Selling a Business: The Impact of the Coronavirus
Anyone not living in a cave is, by now, aware that much of the world is battling a new demon known as the coronavirus.
This malignant disease is having a major negative impact on everything from airlines, restaurants and local governments to weddings, sports, transportation and retail sales around the world. It was only a matter of time before we started getting questions about the impact of the coronavirus on the sale of businesses.
Our business is not like the local bakery or car dealer. Such businesses seem to feel the impact of this outbreak almost as soon as the evening news is over. When authorities take to the media with warnings about staying home, staying away from crowds, keeping a two meter distance from others, businesses that cater to everyday purchases start to feel the hit immediately. Other industries – such as real estate brokerages, banks, business brokerages and the like – are more likely to be impacted over time.
Aside from staying home or avoiding even modest crowds, people everywhere are reacting to this virus a little differently. A new phrase – “social distancing” – has been coined to describe the recommended distance that should be kept between individuals. But as serious as this may be, some people have taken things to extremes.
For example, as social distancers go, the guy shown at left is in a class by himself.
In the United States, there has been an inexplicable run on toilet paper, of all things! I can understand stocking up on canned tuna and soups, but toilet paper?!? I’ve not yet heard the reasoning behind this trend but until I do, I’m be a bit worried that, should an outbreak of diarrhea befall the world, Americans will start stockpiling nasal spray!
The Possible Impact on the Sale of Businesses
In a more serious vein, there has been fairly extensive reporting about the projected impact of this virus on real estate sales. Open houses have been cancelled. Both buying and selling traffic is down; fewer buyers are calling about homes that are for sale and fewer homeowners are calling realtors about selling. This, in spite of the lowest recorded home financing rates ever, at least in the U.S.
Similarly, business brokers and business owners – no matter where you are – are going to be impacted by this virus, as well, and for many of the same reasons. People are hunkering down. There’s a discernible level of fear in the air.
Here are some issues to consider
The Impact on Available Capital
Buyers of small and smaller mid-size businesses generally must have anywhere between 15% and 30% of the purchase price of a business to put into the deal. Buying a $2 million business will likely require about $500,000 in cash from the buyer. (The balance can usually be financed through some combination of an institutional lender and the seller.)

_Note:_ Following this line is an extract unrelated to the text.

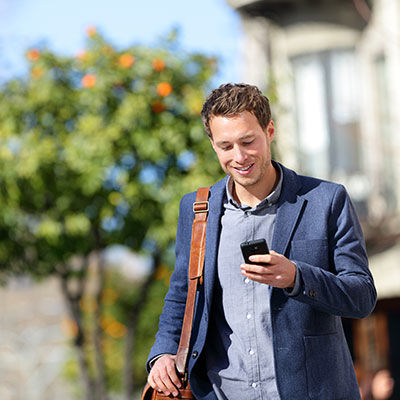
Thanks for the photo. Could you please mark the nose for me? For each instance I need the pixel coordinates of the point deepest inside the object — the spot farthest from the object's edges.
(239, 155)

Where do they get that money? I don’t know of anyone that keeps that kind of cash lying around. It’s invested somewhere. In our experience, buyers get that money from their investment and retirement accounts. We’ve found that, in the U.S., IRA and 401k accounts are the main source of a buyer’s cash.
But stock markets around the world have cratered: down 30% in London, 33% in Paris, 33% in Frankfurt, 28% in Tokyo, 35% in Sydney and, as I write this early on 16 March, more than 25% in New York. Everyone’s individual financial statement is between 20% and 35% weaker than it was just weeks ago.
On top of that, oil prices have fallen off a cliff – down nearly 50% from their highs just 90 days ago, helped in large part by the new feud between Russia and Saudi Arabia. This has impacted everything from Blue Chips like Exxon/Mobile (down more than 50% since the start of the year) to the sovereign wealth funds of Middle East nations.
Normally, such a collapse in oil prices would boost airlines and other travel-related industries because it makes travel much cheaper. But nobody’s going anywhere! This morning, I received a notice from the International Business Brokers Association (IBBA) that this year’s annual convention, scheduled for April, has been cancelled. Companies in travel-related industries are getting clobbered.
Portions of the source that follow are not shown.